Yep that little guy is a magician. I'm pretty sure Twitter is made of rainbows and pixie dust. And as you may have noticed I am very active on Twitter. But do you really understand how the magic of Twitter works? I hope so. If not, I'm here to give you a few do's and don'ts...

  • Remember it's a PUBLIC forum. This means that anyone who follows you, or searches for something you might have mentioned can see your Tweets. That's a GOOD thing. But if you think you're having a private conversation just because you're @ tweeting someone? Newsflash: Other people can see it. So only say what you would in public. And be prepared for others to jump in the conversation. If they do, welcome and include them. Please.

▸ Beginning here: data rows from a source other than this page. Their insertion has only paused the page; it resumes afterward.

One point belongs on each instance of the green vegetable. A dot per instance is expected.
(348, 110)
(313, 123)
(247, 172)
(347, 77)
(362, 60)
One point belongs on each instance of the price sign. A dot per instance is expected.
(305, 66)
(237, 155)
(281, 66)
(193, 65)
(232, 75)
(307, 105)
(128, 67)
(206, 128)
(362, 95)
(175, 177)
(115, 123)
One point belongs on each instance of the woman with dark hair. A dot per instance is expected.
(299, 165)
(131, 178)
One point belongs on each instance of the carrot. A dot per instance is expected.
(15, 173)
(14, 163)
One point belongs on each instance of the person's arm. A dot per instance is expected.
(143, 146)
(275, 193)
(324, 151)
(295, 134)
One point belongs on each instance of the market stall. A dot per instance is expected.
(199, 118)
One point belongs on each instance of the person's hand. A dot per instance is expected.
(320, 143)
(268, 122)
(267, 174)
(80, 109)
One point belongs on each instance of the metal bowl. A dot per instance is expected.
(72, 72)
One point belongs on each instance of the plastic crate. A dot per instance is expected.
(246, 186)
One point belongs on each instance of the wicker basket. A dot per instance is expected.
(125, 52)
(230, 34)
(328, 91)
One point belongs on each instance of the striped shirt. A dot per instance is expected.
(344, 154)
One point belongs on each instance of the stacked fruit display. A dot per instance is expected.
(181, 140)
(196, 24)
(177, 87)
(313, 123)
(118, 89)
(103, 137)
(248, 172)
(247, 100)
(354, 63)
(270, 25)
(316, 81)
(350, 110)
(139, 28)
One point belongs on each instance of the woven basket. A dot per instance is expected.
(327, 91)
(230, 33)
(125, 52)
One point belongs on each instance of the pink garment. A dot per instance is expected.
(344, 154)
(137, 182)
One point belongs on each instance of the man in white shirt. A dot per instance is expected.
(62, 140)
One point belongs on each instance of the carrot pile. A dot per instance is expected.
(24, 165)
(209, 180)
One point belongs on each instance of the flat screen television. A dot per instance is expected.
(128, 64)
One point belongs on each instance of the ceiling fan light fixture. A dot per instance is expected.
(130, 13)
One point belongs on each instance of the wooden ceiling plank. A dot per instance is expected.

  • Tweet links to help out other writers. Share the love the same way you do in the blogosphere! I click on links all the time, and I try to tweet those I think are especially useful to other writers, and explain why. This helps 1. The blogger that wrote it. 2. Someone who may benefit from reading it. 3. You.
  • Use Hashtags. There are many that writers follow. Such as, #amwriting #amrevising, #query and #writetip. Also make up your own! #Cuzitsfun and #writersarealittlecrazythatway
  • Participate in online chats. like #YaLitChat #WritersRoad and #KidLitChat. It can make you dizzy watching the tweets fly, but it's a ton of fun and I promise if you do more than lurk it'll be worth it! Don't know where to start? Try this link from @InkyElbows.
  • Retweet things that deserve a RT. You clicked on a link you liked? A quote that inspired? A comment that struck a chord? Pass it on!
  • Use Twitter solely for self-promotion. When someone follows me, I click on them. I look at your bio, possibly others I trust who follow you, and your LAST SEVERAL TWEETS. If I see you promoting your book or blog several times in a row, I can't close the window fast enough. IF I see you saying things of value, whether that's humorous, annectdotal, or links/retweets of interest, I go ahead and follow you back. Then if you occasionally tweet for yourself, I forgive you. And I MIGHT EVEN BE INTERESTED IN SUPPORTING YOU!
  • Give a play by play of your life. Please. I don't need to know you brushed your teeth this morning and when. Unless you accidentally used mousse... So if you can make it interesting, GREAT! But if there's no emotion, no reason, etc. then it probably didn't need to be tweeted.
  • Say anything you might regret later. I know I touched on this above, but it's such an important point. You should be yourself, but you should also remember that what you say represents you. So if you say something unprofessional you might regret it later.